Back to Blogs

Meta AI’s Ilama 3: The Most Awaited Intelligent AI-Assistant

April 19, 2024
5 mins
blog image

Meta has released Llama 3 pre-trained and instruction-fine-tuned language models with 8 billion (8B) and 70 billion (70B) parameters. These models have new features, like better reasoning, coding, and math-solving capabilities. They set a new state-of-the-art (SoTA) for models of their sizes that are open-source and you can use. This release builds upon the company's commitment to accessible, SoTA models. 

Llama 3 technology stands out because it focuses on capabilities that are tuned to specific instructions. This shows that Meta is serious about making helpful, safe AI systems that align with what users want. 

The Llama 3 family of models utilizes over 400 TFLOPS per GPU when trained on 16,000 GPUs simultaneously. The training runs were performed on two custom-built 24,000 GPU clusters.

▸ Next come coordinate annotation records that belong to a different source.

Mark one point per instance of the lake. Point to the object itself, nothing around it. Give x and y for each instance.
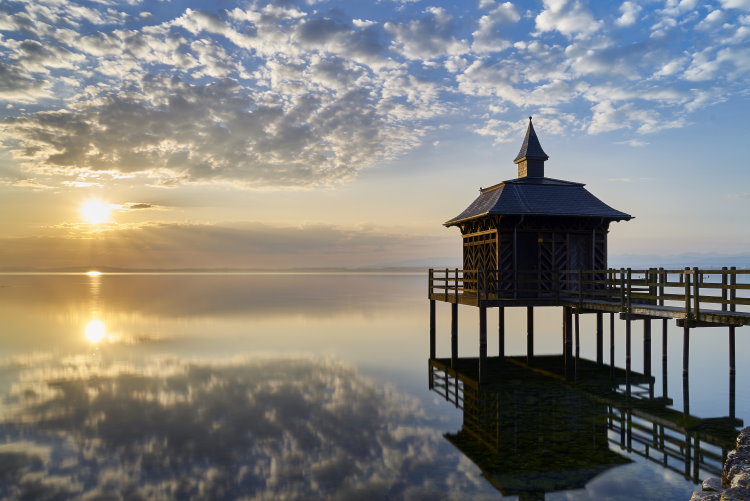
(317, 386)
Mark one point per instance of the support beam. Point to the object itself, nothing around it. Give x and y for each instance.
(685, 393)
(612, 344)
(432, 329)
(732, 394)
(664, 359)
(529, 334)
(647, 347)
(482, 344)
(454, 335)
(683, 322)
(578, 342)
(627, 355)
(568, 340)
(599, 338)
(501, 331)
(731, 350)
(636, 316)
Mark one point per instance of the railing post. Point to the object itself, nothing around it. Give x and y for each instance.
(687, 292)
(456, 285)
(697, 275)
(630, 284)
(662, 280)
(732, 307)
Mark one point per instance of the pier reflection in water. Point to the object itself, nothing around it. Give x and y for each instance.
(532, 432)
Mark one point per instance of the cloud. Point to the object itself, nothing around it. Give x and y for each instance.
(426, 38)
(629, 14)
(16, 85)
(735, 4)
(635, 143)
(244, 246)
(569, 17)
(488, 35)
(178, 132)
(284, 95)
(242, 428)
(608, 117)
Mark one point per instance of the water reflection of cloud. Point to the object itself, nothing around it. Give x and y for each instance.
(179, 296)
(262, 429)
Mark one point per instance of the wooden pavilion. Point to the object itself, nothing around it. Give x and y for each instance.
(531, 231)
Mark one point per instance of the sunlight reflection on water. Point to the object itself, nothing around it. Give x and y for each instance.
(304, 386)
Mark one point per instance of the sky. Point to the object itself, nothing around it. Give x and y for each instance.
(319, 133)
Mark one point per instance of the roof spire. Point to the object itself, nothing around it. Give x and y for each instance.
(531, 157)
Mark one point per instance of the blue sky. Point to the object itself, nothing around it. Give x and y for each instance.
(374, 120)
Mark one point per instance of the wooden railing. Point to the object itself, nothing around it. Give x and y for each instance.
(691, 289)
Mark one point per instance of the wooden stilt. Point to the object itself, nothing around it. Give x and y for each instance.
(432, 329)
(685, 350)
(731, 350)
(685, 393)
(568, 340)
(529, 334)
(628, 350)
(482, 344)
(454, 335)
(612, 344)
(600, 338)
(578, 342)
(501, 331)
(647, 347)
(664, 359)
(732, 394)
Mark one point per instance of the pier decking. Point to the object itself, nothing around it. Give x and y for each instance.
(696, 297)
(693, 297)
(531, 432)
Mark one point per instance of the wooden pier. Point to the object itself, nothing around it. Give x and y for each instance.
(532, 432)
(695, 298)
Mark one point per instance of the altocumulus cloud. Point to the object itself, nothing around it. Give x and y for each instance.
(303, 94)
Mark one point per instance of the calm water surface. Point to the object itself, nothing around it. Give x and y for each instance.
(315, 387)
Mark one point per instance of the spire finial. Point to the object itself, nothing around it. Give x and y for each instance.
(531, 158)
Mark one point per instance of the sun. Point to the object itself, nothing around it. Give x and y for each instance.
(95, 211)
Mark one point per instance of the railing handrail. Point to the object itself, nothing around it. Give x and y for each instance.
(691, 288)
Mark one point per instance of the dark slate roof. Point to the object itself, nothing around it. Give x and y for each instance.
(540, 196)
(531, 148)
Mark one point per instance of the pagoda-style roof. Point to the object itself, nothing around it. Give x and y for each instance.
(538, 196)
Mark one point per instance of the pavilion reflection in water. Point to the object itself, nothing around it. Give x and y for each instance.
(531, 431)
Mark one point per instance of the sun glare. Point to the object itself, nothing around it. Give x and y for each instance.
(95, 211)
(95, 331)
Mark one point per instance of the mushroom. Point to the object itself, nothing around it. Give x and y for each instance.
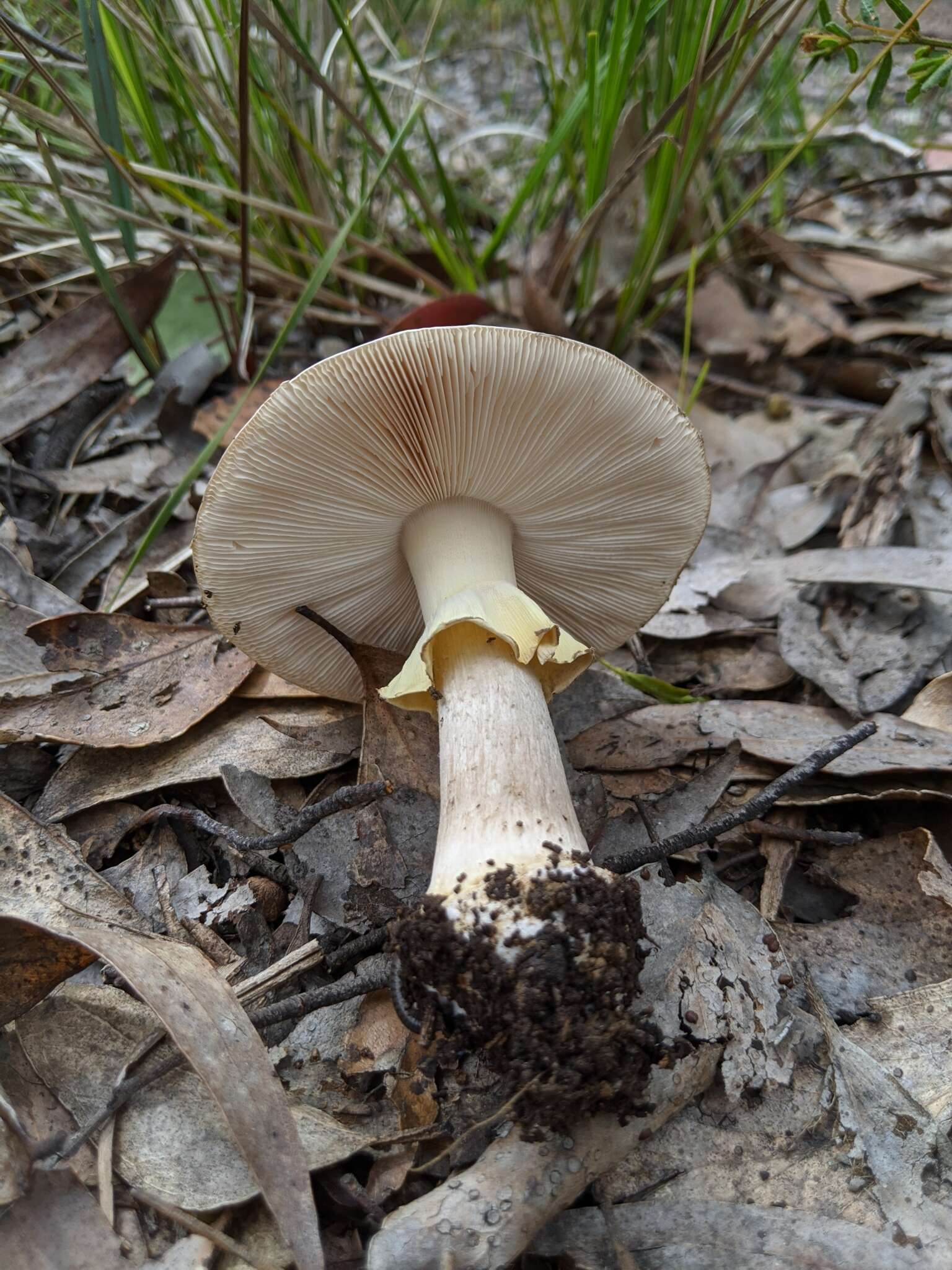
(500, 504)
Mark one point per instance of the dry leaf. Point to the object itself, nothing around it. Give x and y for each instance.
(724, 324)
(516, 1186)
(890, 936)
(59, 1225)
(89, 562)
(714, 973)
(400, 746)
(937, 879)
(932, 708)
(170, 1140)
(209, 1026)
(45, 881)
(867, 648)
(94, 776)
(896, 1137)
(22, 671)
(213, 415)
(144, 682)
(125, 475)
(48, 370)
(862, 277)
(23, 588)
(702, 1235)
(776, 730)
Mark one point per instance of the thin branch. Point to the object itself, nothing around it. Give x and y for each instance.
(828, 837)
(190, 1222)
(751, 810)
(35, 37)
(345, 799)
(316, 998)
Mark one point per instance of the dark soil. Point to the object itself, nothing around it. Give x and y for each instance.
(562, 1016)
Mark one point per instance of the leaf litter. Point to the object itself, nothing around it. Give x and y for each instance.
(806, 975)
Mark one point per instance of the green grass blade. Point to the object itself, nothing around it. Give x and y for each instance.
(107, 112)
(104, 277)
(304, 300)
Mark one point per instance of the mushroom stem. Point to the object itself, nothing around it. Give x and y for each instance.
(503, 790)
(505, 798)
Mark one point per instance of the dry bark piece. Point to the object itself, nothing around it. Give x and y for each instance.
(93, 776)
(143, 682)
(52, 366)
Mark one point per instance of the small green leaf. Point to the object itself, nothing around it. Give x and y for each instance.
(658, 689)
(883, 75)
(938, 78)
(903, 12)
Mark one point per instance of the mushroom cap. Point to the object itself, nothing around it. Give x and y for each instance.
(603, 479)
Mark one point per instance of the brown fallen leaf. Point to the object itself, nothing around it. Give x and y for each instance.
(90, 561)
(172, 1139)
(92, 776)
(933, 704)
(703, 1235)
(22, 671)
(208, 418)
(207, 1023)
(143, 682)
(890, 928)
(517, 1186)
(45, 879)
(125, 475)
(59, 1225)
(897, 1139)
(862, 277)
(776, 730)
(48, 370)
(18, 585)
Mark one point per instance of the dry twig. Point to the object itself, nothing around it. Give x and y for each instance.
(753, 809)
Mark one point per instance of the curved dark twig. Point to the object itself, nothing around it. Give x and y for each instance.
(345, 799)
(753, 809)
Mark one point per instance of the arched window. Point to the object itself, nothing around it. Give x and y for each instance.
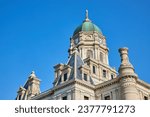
(89, 53)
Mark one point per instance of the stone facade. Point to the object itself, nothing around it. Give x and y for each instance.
(87, 74)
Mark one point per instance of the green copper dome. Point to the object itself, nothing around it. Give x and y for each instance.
(87, 26)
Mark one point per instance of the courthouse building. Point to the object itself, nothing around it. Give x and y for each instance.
(87, 74)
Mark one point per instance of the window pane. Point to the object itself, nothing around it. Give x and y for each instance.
(94, 70)
(85, 77)
(107, 98)
(86, 98)
(64, 98)
(104, 73)
(65, 76)
(101, 56)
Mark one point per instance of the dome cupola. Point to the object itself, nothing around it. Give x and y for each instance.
(87, 26)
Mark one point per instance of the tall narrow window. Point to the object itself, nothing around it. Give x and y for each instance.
(85, 77)
(112, 76)
(86, 98)
(94, 70)
(64, 98)
(107, 97)
(101, 56)
(90, 54)
(104, 73)
(145, 98)
(65, 76)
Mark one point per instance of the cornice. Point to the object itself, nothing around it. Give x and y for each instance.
(107, 83)
(141, 82)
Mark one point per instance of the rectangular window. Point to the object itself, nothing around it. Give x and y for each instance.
(85, 77)
(101, 56)
(107, 97)
(64, 98)
(112, 76)
(86, 98)
(94, 70)
(145, 98)
(65, 76)
(104, 73)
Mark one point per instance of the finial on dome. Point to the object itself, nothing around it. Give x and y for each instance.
(32, 74)
(87, 16)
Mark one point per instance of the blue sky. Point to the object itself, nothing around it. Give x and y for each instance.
(34, 35)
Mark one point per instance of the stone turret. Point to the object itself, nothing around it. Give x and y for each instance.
(30, 89)
(127, 77)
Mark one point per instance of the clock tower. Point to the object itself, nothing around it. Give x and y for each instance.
(92, 48)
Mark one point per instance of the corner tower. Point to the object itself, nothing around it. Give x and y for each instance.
(128, 78)
(92, 48)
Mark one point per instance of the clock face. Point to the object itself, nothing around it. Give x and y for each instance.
(76, 41)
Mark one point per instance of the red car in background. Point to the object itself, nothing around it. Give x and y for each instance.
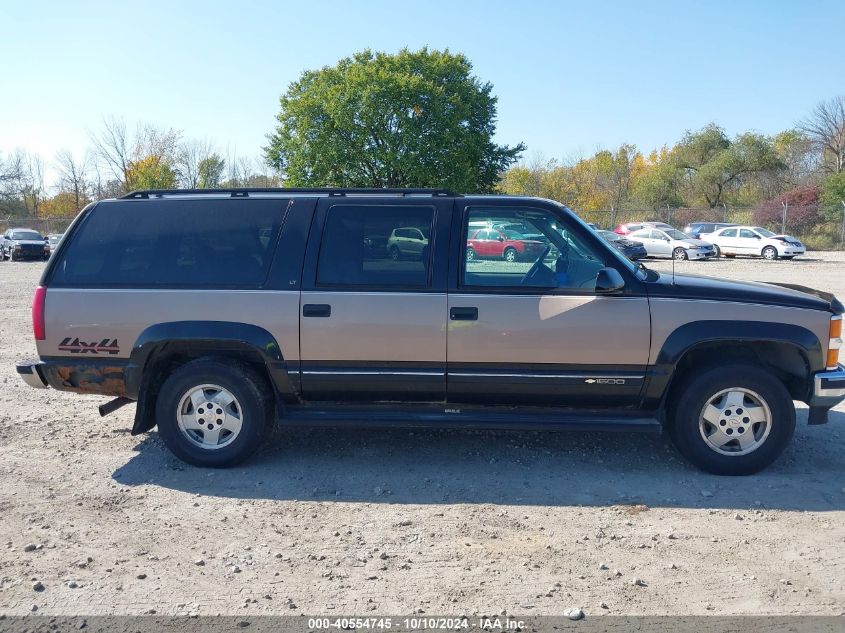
(502, 244)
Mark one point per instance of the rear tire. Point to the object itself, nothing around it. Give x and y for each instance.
(770, 253)
(733, 419)
(237, 426)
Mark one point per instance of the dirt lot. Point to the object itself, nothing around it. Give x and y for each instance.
(400, 522)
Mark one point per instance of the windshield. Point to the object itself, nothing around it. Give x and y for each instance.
(26, 235)
(675, 234)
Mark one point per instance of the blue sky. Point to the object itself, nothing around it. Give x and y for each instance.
(570, 77)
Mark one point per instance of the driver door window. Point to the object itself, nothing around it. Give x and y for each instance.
(525, 248)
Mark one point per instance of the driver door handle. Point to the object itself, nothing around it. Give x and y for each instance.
(463, 314)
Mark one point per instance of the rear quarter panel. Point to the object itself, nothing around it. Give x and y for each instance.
(92, 315)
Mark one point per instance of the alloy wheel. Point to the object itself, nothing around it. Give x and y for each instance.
(209, 416)
(735, 421)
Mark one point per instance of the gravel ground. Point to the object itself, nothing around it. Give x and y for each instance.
(94, 521)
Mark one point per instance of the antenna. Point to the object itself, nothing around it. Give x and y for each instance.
(673, 267)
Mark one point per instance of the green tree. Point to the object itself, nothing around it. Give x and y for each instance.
(150, 172)
(832, 199)
(414, 119)
(714, 166)
(210, 171)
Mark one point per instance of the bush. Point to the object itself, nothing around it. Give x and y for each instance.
(802, 213)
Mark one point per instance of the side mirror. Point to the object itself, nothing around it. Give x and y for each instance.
(608, 281)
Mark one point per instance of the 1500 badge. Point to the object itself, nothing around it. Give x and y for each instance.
(75, 346)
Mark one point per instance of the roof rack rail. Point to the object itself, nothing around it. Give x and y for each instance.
(243, 192)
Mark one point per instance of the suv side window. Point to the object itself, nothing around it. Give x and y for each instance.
(367, 246)
(550, 256)
(173, 243)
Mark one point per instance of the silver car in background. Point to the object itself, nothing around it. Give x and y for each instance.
(755, 241)
(672, 243)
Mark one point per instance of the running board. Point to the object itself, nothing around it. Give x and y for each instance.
(468, 417)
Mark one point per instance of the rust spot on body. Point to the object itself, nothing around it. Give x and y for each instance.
(105, 380)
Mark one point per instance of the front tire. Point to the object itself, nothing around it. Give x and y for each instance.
(733, 419)
(770, 253)
(214, 414)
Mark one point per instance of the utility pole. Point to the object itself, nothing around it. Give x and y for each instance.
(785, 205)
(843, 221)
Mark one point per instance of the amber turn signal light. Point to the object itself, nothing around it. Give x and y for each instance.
(835, 342)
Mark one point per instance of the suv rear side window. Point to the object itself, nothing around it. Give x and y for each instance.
(376, 246)
(181, 243)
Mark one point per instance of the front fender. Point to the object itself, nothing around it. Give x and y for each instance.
(696, 334)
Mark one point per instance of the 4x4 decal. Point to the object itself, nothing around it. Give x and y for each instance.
(76, 346)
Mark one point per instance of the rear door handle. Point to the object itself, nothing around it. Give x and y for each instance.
(463, 314)
(316, 310)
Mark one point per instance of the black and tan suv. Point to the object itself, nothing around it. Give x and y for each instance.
(223, 312)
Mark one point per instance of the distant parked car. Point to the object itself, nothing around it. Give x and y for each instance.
(756, 242)
(697, 229)
(502, 244)
(672, 243)
(54, 239)
(523, 228)
(630, 227)
(18, 244)
(406, 242)
(629, 248)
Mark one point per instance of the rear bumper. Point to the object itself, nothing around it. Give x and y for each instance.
(32, 374)
(101, 376)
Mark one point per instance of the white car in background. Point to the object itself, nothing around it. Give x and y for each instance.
(672, 243)
(756, 242)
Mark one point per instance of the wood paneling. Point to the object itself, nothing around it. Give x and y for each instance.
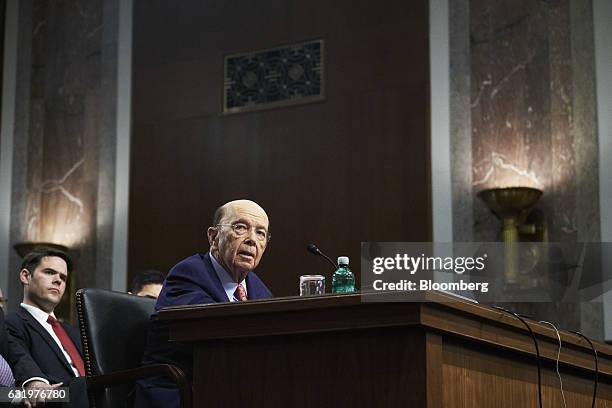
(352, 168)
(333, 351)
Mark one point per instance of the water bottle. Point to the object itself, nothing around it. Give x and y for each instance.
(343, 280)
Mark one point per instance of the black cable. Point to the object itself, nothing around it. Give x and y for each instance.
(535, 342)
(596, 365)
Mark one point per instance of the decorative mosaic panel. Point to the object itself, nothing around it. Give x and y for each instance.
(274, 77)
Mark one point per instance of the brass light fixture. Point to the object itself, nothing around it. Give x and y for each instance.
(512, 205)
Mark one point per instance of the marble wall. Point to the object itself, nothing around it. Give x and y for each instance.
(64, 137)
(527, 71)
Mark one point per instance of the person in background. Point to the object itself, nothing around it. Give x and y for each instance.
(238, 238)
(6, 374)
(147, 283)
(43, 352)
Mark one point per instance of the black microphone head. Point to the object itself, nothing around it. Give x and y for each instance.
(312, 248)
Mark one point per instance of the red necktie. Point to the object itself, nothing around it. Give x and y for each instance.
(240, 293)
(67, 344)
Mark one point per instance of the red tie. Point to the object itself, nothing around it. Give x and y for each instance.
(240, 293)
(67, 344)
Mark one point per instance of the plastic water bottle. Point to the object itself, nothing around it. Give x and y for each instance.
(343, 280)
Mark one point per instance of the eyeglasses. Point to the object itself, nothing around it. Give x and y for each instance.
(241, 229)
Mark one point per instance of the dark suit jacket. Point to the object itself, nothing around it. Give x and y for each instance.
(3, 337)
(192, 281)
(34, 353)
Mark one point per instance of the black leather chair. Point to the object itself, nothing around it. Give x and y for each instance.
(113, 328)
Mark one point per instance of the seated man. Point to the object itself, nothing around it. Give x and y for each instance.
(238, 238)
(43, 352)
(147, 283)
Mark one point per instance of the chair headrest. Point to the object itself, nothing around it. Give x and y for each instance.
(113, 328)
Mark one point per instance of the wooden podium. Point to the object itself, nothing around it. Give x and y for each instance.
(359, 351)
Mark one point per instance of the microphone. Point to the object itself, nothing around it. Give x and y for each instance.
(312, 248)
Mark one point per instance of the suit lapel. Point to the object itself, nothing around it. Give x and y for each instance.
(34, 325)
(219, 293)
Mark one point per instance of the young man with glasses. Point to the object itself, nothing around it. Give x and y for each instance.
(238, 238)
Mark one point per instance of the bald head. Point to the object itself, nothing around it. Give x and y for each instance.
(239, 236)
(230, 206)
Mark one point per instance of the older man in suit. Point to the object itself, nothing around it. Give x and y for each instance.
(45, 353)
(238, 238)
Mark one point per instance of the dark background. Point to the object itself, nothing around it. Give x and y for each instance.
(352, 168)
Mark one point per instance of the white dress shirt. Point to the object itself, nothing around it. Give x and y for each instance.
(226, 280)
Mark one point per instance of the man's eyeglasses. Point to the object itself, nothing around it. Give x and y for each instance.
(241, 229)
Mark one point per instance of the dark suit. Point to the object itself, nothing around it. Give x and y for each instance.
(34, 353)
(192, 281)
(3, 337)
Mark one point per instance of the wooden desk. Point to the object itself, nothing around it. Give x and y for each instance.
(338, 351)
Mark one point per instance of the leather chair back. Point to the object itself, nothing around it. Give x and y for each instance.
(113, 329)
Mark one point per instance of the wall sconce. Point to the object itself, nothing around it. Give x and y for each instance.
(65, 310)
(512, 205)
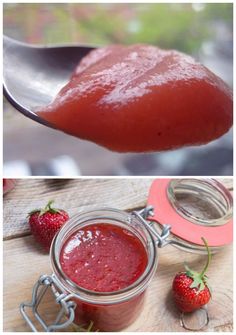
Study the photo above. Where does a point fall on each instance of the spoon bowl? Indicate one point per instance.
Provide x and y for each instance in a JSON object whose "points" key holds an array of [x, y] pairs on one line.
{"points": [[33, 75]]}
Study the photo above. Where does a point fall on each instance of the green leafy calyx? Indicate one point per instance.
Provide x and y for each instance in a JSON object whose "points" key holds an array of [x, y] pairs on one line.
{"points": [[199, 279], [47, 209]]}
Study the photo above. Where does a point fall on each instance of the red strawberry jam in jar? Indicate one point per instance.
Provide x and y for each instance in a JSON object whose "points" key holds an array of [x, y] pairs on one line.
{"points": [[106, 259], [103, 260]]}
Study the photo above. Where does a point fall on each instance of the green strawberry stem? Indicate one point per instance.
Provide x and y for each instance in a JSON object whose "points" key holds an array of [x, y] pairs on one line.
{"points": [[48, 208], [199, 279]]}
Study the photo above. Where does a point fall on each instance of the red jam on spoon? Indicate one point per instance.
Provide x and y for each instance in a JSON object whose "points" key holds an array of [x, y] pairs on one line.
{"points": [[141, 98]]}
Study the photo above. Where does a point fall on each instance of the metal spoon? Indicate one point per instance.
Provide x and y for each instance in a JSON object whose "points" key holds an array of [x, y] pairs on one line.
{"points": [[33, 75]]}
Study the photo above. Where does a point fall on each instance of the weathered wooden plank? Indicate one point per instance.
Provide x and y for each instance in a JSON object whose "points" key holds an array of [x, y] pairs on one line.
{"points": [[73, 195], [24, 262]]}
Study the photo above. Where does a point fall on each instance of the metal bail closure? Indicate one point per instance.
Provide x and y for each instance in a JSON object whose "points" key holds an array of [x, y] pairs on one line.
{"points": [[44, 283], [143, 215]]}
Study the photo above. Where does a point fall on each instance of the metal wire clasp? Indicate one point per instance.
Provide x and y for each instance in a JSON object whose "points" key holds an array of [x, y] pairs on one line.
{"points": [[67, 305], [143, 215]]}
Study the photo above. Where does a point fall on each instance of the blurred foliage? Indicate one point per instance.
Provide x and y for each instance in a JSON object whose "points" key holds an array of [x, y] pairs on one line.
{"points": [[181, 26]]}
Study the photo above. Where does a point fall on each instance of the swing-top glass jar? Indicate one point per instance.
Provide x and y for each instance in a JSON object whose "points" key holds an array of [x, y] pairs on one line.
{"points": [[104, 259]]}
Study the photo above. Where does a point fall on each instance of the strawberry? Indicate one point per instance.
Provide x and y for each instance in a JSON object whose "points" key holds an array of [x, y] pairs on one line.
{"points": [[45, 223], [190, 288]]}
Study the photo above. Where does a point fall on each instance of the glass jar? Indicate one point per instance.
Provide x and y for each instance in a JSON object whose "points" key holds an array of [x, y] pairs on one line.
{"points": [[114, 310], [109, 311], [193, 208], [179, 212]]}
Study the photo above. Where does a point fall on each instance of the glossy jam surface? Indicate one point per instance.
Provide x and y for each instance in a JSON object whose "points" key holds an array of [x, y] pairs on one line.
{"points": [[103, 258], [141, 98]]}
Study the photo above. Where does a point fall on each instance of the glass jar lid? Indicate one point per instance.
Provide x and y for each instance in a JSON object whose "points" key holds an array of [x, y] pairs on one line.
{"points": [[194, 208]]}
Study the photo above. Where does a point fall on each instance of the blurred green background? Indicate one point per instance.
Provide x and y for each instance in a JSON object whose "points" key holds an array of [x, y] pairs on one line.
{"points": [[179, 26], [203, 30]]}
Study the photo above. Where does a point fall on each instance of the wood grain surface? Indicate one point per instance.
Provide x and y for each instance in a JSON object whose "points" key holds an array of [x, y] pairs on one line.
{"points": [[25, 261]]}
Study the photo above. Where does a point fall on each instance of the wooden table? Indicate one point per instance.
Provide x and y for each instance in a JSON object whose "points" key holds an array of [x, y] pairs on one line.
{"points": [[25, 261]]}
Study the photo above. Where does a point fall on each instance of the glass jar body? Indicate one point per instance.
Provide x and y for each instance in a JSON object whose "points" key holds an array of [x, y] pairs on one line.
{"points": [[109, 311], [112, 317]]}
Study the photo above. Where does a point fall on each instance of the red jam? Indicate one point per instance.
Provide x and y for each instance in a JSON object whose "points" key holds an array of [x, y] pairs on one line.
{"points": [[105, 258], [141, 98]]}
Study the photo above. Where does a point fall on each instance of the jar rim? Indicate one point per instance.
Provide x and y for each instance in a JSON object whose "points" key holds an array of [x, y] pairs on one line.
{"points": [[102, 297], [219, 189]]}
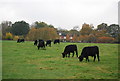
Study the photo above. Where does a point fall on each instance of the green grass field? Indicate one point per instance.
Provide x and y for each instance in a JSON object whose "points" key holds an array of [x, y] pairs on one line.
{"points": [[25, 61]]}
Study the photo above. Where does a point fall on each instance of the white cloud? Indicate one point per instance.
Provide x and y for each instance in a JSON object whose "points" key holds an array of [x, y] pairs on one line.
{"points": [[61, 13]]}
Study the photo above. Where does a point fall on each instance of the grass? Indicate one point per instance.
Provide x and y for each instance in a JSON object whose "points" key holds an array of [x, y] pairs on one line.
{"points": [[25, 61]]}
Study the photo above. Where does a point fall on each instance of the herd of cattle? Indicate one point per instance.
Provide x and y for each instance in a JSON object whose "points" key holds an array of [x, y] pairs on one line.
{"points": [[86, 51]]}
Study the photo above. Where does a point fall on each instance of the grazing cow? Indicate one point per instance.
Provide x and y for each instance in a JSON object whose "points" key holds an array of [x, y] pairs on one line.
{"points": [[20, 40], [70, 49], [89, 51], [48, 42], [41, 44], [35, 42], [57, 41]]}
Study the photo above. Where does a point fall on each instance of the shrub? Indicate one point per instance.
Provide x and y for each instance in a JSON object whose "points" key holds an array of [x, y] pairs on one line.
{"points": [[105, 39], [16, 38], [9, 36]]}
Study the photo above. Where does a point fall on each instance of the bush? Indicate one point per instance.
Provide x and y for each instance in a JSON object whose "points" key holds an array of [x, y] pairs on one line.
{"points": [[16, 38], [9, 36]]}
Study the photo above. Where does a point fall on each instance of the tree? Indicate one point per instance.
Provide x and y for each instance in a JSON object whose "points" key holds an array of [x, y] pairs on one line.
{"points": [[113, 30], [6, 27], [105, 39], [9, 36], [20, 28], [102, 26], [45, 33], [86, 29]]}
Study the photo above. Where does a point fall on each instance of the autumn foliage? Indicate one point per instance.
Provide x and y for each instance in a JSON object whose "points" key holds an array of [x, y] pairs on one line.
{"points": [[9, 36], [105, 39]]}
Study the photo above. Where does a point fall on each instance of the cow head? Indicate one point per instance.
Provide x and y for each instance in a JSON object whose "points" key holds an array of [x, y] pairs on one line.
{"points": [[63, 54], [80, 58]]}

In this article, you will learn:

  • What we know so far about the underlying Llama 3 architecture (surprisingly, it’s not a Mixture of Experts; MoE).
  • Key capabilities of the multi-parameter model.
  • Key differentiators from Llama 2 and other models.
  • The performance on benchmarks against other SoTA models.
  • Potential applications and use cases.
  • How you can test it out and plug it into your application now.


Here’s the TL;DR if you are pressed for time:

  • Llama 3 models come in both pre-trained and instruction-following variants.
  • Llama 3 promises increased responsiveness and accuracy in following complex instructions, which could lead to smoother user experiences with AI systems.
  • The model release includes 8B, 70B, and 400B+ parameters, which allow for flexibility in resource management and potential scalability.
  • It integrates with search engines like Google and Bing to draw on up-to-date, real-time information and augment its responses.
  • It uses a new tokenizer with a vocabulary of 128k tokens. This enables it to encode language much more efficiently. It offers notably improved token efficiency—despite the larger 8B model, Llama 3 maintains inference efficiency on par with Llama 2 7B.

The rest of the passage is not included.